Devoir de vigilance : verdict le 21 février

Publié le 20.02.2017| Mis à jour le 07.12.2021

Le devoir de vigilance des entreprises sera-t-il définitivement adopté à l’Assemblée nationale le 21 février 2017, malgré les blocages du Sénat ? Son objectif : lever l’impunité des multinationales et éviter de nouveaux drames tels celui du Rana Plaza.

Le devoir de vigilance, de quoi s’agit-il ?

« Ce texte impose à nos grandes entreprises la publication et la mise en œuvre d’un plan de vigilance afin de prévenir les violations des droits humains et les dommages environnementaux sur l’ensemble de leurs chaînes de production, et d’éviter de nouveaux Rana Plaza », explique Dominique Potier, député PS, rapporteur de la proposition de loi.

En d’autres termes, ce texte s’attaque enfin à l’impunité des multinationales qui se déchargent de leurs responsabilités sur les différents maillons de la chaîne industrielle (fournisseurs, transporteurs, sous-traitants…).

Un texte édulcoré

La société civile, fortement mobilisée depuis de nombreuses années pour faire reconnaître et appliquer le devoir de vigilance, reconnaît les avancées du projet, tout en regrettant ses limites. Les organisations membres du Forum citoyen pour la RSE, coordonné par le CCFD-Terre Solidaire, considèrent en effet ce texte comme «un premier pas indéniable» .

« Il permet enfin d’adapter le droit à la réalité de la mondialisation des activités économiques des multinationales qui peut se traduire par des atteintes graves aux droits humains », souligne Nayla Ajaltouni, coordinatrice du Collectif Éthique sur l’étiquette.

Concrètement, cette nouvelle obligation exige des entreprises un plan de vigilance en plusieurs points , notamment : une cartographie des risques ; des procédures d’évaluation des filiales, sous-traitants et fournisseurs ; un dispositif de suivi et d’évaluation des mesures de prévention validées et mises en œuvre.
Deuxièmement, toutes les parties prenantes (organisations syndicales, associations…) pourront être associées à l’élaboration du plan de vigilance. Enfin, en cas de dommages liés à un défaut de plan de vigilance ou de sa mise en œuvre, l’entreprise sera sanctionnée par une amende plafonnée à 30 millions d’euros.
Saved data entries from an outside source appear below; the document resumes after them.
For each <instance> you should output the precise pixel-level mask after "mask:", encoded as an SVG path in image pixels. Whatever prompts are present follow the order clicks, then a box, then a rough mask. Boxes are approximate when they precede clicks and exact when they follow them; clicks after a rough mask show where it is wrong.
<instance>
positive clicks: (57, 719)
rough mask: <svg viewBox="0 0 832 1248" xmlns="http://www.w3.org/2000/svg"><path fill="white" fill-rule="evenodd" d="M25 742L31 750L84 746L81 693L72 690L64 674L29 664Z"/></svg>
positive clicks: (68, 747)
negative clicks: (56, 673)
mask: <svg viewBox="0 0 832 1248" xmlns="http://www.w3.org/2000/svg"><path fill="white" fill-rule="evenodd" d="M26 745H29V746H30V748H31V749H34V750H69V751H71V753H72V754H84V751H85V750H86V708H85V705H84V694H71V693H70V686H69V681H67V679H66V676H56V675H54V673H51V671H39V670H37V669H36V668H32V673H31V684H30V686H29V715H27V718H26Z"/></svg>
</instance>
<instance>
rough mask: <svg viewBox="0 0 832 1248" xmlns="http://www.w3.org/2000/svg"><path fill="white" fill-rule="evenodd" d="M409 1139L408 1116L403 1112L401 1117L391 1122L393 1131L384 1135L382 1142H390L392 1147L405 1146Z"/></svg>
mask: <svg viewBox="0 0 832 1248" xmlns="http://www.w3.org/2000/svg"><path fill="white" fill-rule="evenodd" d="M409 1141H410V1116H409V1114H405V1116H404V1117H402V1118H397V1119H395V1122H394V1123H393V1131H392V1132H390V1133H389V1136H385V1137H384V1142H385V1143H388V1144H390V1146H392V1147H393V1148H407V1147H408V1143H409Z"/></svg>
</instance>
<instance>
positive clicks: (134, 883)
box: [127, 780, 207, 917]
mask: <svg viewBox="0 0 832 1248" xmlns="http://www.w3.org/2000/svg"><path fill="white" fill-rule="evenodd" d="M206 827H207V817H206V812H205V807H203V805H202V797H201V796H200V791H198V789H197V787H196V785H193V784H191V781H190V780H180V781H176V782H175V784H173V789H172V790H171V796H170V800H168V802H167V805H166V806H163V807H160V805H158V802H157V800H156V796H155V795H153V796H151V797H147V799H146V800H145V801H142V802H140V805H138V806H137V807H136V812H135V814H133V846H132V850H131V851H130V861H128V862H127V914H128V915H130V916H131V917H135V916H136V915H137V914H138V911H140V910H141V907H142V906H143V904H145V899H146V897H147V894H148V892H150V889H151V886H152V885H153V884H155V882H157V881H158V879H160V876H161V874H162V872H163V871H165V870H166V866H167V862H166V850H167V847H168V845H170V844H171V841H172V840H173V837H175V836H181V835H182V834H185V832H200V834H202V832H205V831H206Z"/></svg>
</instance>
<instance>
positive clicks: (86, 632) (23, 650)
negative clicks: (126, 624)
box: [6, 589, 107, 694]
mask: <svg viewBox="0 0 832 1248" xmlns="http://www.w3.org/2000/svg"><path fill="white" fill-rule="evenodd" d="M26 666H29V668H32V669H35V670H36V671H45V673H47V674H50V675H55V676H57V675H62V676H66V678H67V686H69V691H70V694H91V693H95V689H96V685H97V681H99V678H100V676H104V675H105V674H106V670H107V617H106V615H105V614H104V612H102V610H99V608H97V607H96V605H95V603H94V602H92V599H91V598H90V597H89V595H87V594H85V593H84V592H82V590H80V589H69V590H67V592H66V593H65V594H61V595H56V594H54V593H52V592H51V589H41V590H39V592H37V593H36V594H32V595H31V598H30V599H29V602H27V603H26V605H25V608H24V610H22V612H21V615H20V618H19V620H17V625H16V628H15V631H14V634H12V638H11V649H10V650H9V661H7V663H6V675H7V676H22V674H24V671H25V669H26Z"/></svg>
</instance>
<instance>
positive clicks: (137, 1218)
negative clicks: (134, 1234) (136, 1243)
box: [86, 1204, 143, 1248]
Reste que la pression exercée par les organisations patronales a réduit la portée du texte. En effet, ne sont concernées que les entreprises de plus de 5 000 salariés, alors que le seuil proposé au départ était de 500 salariés. Résultat, seules 150 à 200 entreprises sont visées.

D’autre part, il n’y aura pas, comme initialement prévu, de sanction pénale à l’égard des dirigeants d’entreprise ayant contrevenu à leurs obligations de vigilance. Enfin, le recours à la justice en cas de dommages sera très complexe car la charge de la preuve revient aux victimes.

« S’il y a des atteintes aux droits, nous pourrons saisir la justice. Mais l’objectif de cette loi n’est pas de lancer des campagnes punitives contre les multinationales. Il est de les contraindre à ne plus privilégier les bénéfices aux dépens des droits fondamentaux des populations et de l’environnement », insiste Nayla Ajaltouni.

À l’orée du XIXe siècle, l’abbé Henri Grégoire, fervent partisan de l’abolition de l’esclavage défendait déjà le principe de chaîne de responsabilités :

« J’appelle négrier, non seulement le capitaine de navire qui vole, achète, enchaîne, encaque et vend des hommes noirs, ou sang mêlés, qui même les jette à la mer (…), mais encore tout individu qui, par une coopération directe ou indirecte, est complice de ces crimes. »

Ainsi, selon lui, la dénomination de négriers comprend notamment : « les armateurs, affréteurs, actionnaires, commanditaires, assureurs (…) et jusqu’au dernier des matelots, participant à ce trafic honteux » [[Abbé Henri Grégoire, Des peines infamantes à infliger aux négriers, Paris, Baudouin Frères, Imprimeurs, 1822, extraits www.culture.fr/ lesabolitions – © 2014, cité par Dominique Potier à l’Assemblée nationale le 29 novembre 2016.]]. Il aura fallu près de 200 ans pour que ce principe commence à être reconnu au niveau juridique français. La société civile espère un vote définitif du texte qui permettra d’essaimer aux niveaux européen et international.